Conhecido o cenário das partidas e os contornos das naus, o leitor está pronto para embarcar. Começa, então, aquilo que o autor denomina a antiepopéia dos descobrimentos. Nas viagens narradas por Miceli, há pouco espaço para a conhecida e cantada bravura dos aventureiros portugueses.
Em seu lugar, o que encontramos são pilotos inaptos, que conduzem os navios para a perdição; são mapas imprecisos, que lançam as naus em caminhos incertos e infindáveis; são marinheiros famintos, disputando aos socos um biscoito mofado; são passageiros e tripulantes enfermos, disseminando a doença e a morte pela embarcação; são navios mal construídos, incapazes de resistir à violência das tempestades marítimas; são depósitos de carga lotados de mercadorias, comprometendo o equilíbrio das naus; enfim, são as múltiplas facetas de uma empresa que contou com muito improviso, que foi dominada pelos interesses de mercadores e governantes e que teve enormes custos humanos.
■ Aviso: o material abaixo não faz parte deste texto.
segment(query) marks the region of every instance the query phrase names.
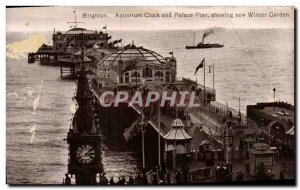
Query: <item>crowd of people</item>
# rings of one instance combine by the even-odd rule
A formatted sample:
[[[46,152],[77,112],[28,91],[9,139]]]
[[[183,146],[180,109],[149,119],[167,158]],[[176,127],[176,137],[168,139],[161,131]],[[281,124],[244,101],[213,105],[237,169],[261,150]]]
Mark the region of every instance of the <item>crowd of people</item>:
[[[136,178],[133,176],[129,176],[128,180],[126,180],[125,176],[119,177],[117,181],[115,181],[114,177],[111,177],[110,180],[105,176],[105,173],[101,174],[99,177],[99,185],[147,185],[148,180],[147,176],[143,174],[138,174]]]
[[[106,177],[106,173],[101,173],[97,177],[96,183],[99,185],[157,185],[157,184],[187,184],[189,168],[182,166],[181,169],[175,170],[175,172],[160,172],[158,175],[157,170],[150,171],[147,174],[138,173],[136,177],[129,176],[127,179],[125,176],[119,177],[117,180],[113,176],[109,179]],[[65,174],[65,185],[71,185],[71,177],[69,174]]]
[[[216,167],[216,180],[232,181],[232,166],[229,164],[218,164]]]

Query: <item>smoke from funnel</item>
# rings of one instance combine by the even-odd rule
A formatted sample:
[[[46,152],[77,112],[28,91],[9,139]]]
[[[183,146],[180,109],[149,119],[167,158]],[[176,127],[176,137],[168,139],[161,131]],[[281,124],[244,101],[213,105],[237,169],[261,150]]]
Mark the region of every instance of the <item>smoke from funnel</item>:
[[[213,29],[209,29],[208,31],[205,31],[202,37],[202,43],[204,43],[204,38],[209,36],[210,34],[214,33]]]

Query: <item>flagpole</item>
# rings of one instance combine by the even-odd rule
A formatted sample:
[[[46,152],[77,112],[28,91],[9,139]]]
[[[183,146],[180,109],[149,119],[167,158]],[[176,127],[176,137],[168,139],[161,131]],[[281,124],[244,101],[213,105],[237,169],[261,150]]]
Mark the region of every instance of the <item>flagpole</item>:
[[[142,111],[142,156],[143,156],[143,172],[145,170],[145,139],[144,139],[144,111]]]
[[[204,58],[204,61],[203,61],[203,67],[204,67],[204,90],[203,90],[203,106],[205,107],[205,58]]]
[[[138,72],[137,72],[137,66],[136,66],[137,64],[136,64],[136,59],[135,59],[135,90],[137,91],[137,75],[138,75]]]
[[[158,171],[160,171],[161,155],[160,155],[160,105],[159,105],[159,101],[157,102],[157,105],[158,105]]]
[[[213,63],[213,89],[215,89],[215,63]]]
[[[198,87],[198,75],[197,75],[197,73],[196,73],[196,87]]]
[[[76,17],[76,11],[73,11],[75,14],[75,27],[77,28],[77,17]]]

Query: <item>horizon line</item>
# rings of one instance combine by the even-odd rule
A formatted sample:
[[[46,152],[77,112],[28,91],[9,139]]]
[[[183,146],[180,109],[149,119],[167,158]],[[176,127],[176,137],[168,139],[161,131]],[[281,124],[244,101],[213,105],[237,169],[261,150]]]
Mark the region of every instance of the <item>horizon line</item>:
[[[81,27],[78,27],[81,28]],[[86,29],[86,28],[85,28]],[[109,33],[109,31],[172,31],[172,30],[208,30],[208,29],[221,29],[221,30],[272,30],[272,29],[288,29],[288,30],[295,30],[295,28],[289,28],[289,27],[267,27],[267,28],[225,28],[225,27],[210,27],[210,28],[199,28],[199,29],[110,29],[108,30],[107,33]],[[87,29],[87,30],[93,30],[93,29]],[[99,29],[96,29],[97,31],[101,31]],[[59,31],[59,32],[66,32],[68,30],[56,30],[55,31]],[[103,30],[102,30],[103,31]],[[53,32],[53,30],[6,30],[6,32]]]

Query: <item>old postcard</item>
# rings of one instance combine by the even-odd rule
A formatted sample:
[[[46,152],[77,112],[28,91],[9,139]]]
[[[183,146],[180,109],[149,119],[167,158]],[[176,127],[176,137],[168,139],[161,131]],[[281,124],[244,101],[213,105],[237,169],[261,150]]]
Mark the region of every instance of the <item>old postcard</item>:
[[[6,7],[7,183],[295,184],[294,7]]]

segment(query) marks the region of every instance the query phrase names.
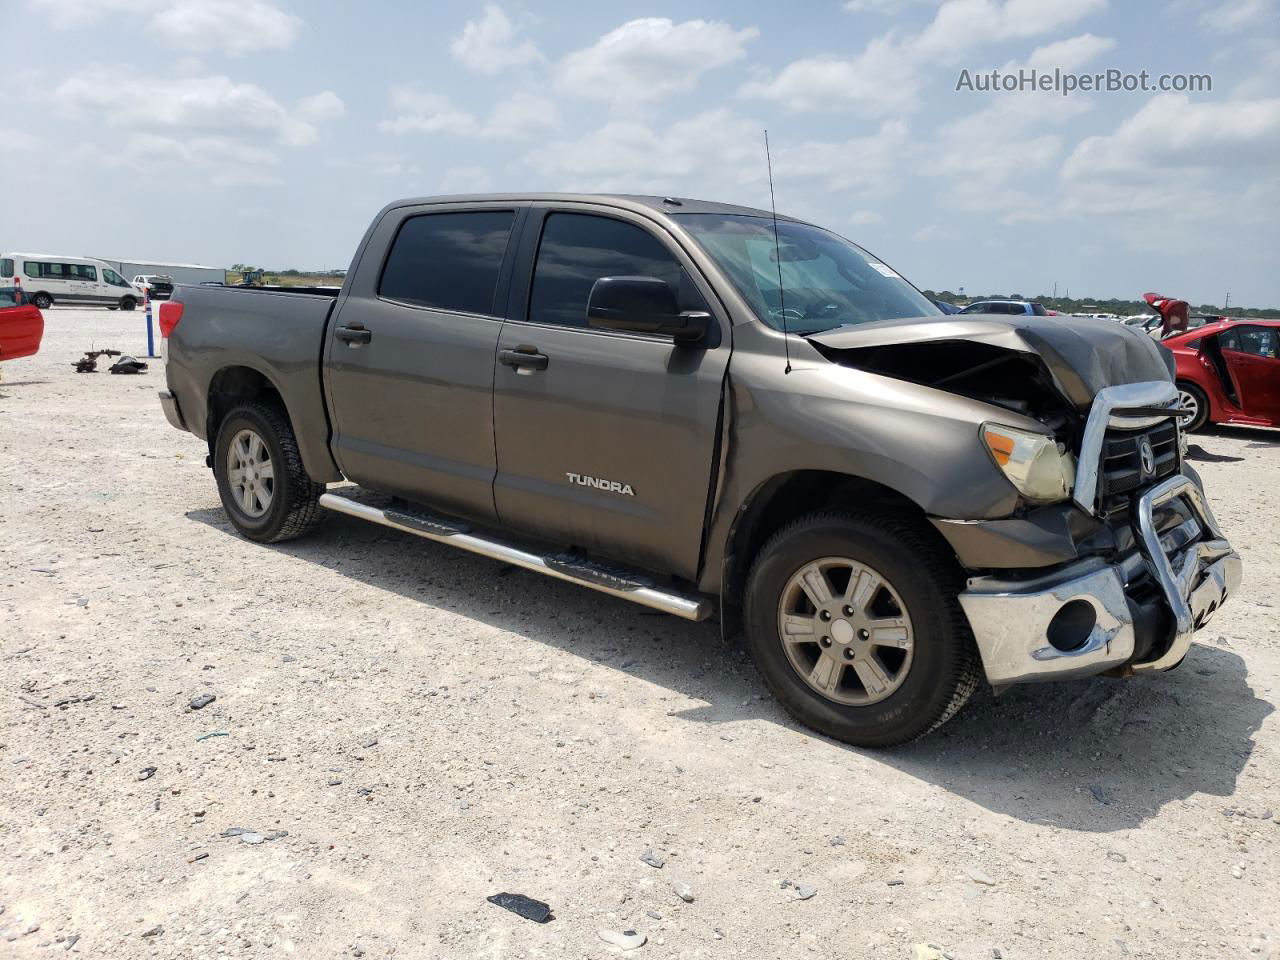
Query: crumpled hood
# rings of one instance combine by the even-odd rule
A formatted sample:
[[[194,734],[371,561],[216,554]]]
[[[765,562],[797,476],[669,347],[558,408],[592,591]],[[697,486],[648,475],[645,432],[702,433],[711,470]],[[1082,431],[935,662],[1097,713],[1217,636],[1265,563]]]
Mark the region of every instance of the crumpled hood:
[[[1104,387],[1173,378],[1164,356],[1168,351],[1145,333],[1111,320],[1083,317],[913,317],[850,324],[807,339],[832,350],[965,341],[1033,354],[1044,361],[1062,395],[1081,411]]]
Em meio a essas cenas pouco heróicas, o leitor tem a oportunidade de conhecer alguns aspectos curiosos da difícil vida a bordo das naus: o perfil das tripulações, as hierarquias a que estavam sujeitas, a sua alimentação, os seus passatempos etc. Desse quadro variado, dois detalhes merecem destaque: a religiosidade de bordo e o drama dos naufrágios. Ao olharmos para o primeiro, vislumbramos os padres controlando a moralidade dos marujos, restringindo a circulação das mulheres e punindo os excessos dos pecadores; vislumbramos também as procissões e as arrebatadas manifestações de misticismo. Ao contemplarmos o segundo, o que vem à tona, em três atos, como quer o autor, são as agruras do tempo e o prenúncio da tragédia, o desespero dos homens lançados ao mar e o desalento dos náufragos após a catástrofe.
Eis, em linhas gerais, o esboço desse mundo das navegações traçado por Miceli. Restrições? Uma não muito importante: a presença de um primeiro capítulo teórico que pouco ou nada acrescenta à obra, já que esta, no seu próprio corpo, deixa bastante claras as opções teórico-metodológicas do autor. Afora esse aspecto, "O Ponto Onde Estamos" tem todos os elementos para levar o leitor a percorrer por inteiro os limites do território que demarca.


Jean Marcel Carvalho França é mestre em sociologia da cultura, doutor em literatura comparada pela Universidade Federal de Minas Gerais e pesquisador na Universidade Nova de Lisboa (Portugal).